Test, kanserden arınmış olduğunu gösterdi, bu nedenle intravenöz yani damardan sıvı verilen şekilde kemoterapi almadı. Bunun yerine, deneye katılan herkes gibi o da günde iki kez oral kemoterapi tableti aldı. Bunun minimal yan etkileri olsa da çalışmaya devam edebildi. “Ellerimde hiç karıncalanma olmaması, büyük bir lütuf” diyor.
Kan testleri, kan dolaşımında mikroskobik kanser izleri arar. Bu işaretlerin varlığı, hastanın ameliyatla iyileşip iyileşmediğini gösterir. Ben’in test yaptığı hastanedeki danışmanı Dr. Naureen Starling bu çalışmanın araştırmacısı ve sonucun her yıl binlerce bağırsak kanseri hastasının tedavi edilme şeklini etkileyebileceğini söylüyor:
“3. evre bağırsak kanseri olan hastaların yarısı sadece ameliyatla iyileşiyor, bu nedenle hastaların büyük bir bölümünü gereğinden fazla tedavi görüyor.”

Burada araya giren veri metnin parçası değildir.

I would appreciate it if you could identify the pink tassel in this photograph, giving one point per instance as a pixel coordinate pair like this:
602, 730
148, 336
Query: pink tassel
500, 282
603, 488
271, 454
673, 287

Starling, fazla tedavinin sona ermesinin hem hasta için hem sağlık hizmeti için hem maliyet tasarrufu için iyi olduğunu söylüyor. TRACC adı verilen bu çalışmada, ABD’li Guardant Health şirketi tarafından oluşturulan bir testi kullanılıyor. Numuneler analiz için şirketin Kaliforniya’daki laboratuvarlarına gönderiliyor ve sonuçlar yaklaşık iki hafta içinde çıkıyor.
Çalışma, standart kemoterapi tedavisi uygulananlarla kan testiyle yönlendirilen hastalar arasında üç yıl sonra hayatta kalma oranlarında fark olup olmadığını inceleyecek.
Akciğer ve meme kanseri hastalarının aynı şekilde izlenmesi için de İngiltere’de denemeler yapılıyor. Starling, bu yeni teknolojinin kanser tedavisindeki potansiyelinin, ameliyattan sonra vücutta kalan hastalığı tespit etmenin yanı sıra erken teşhis için de “muazzam” olduğunu söylüyor. Çok sayıda çalışmadan anlaşıldığına göre, “sıvı biyopsi” denilen bu kan testleri, kanserin varlığını geleneksel yöntemlerden çok önce ortaya çıkarabilir.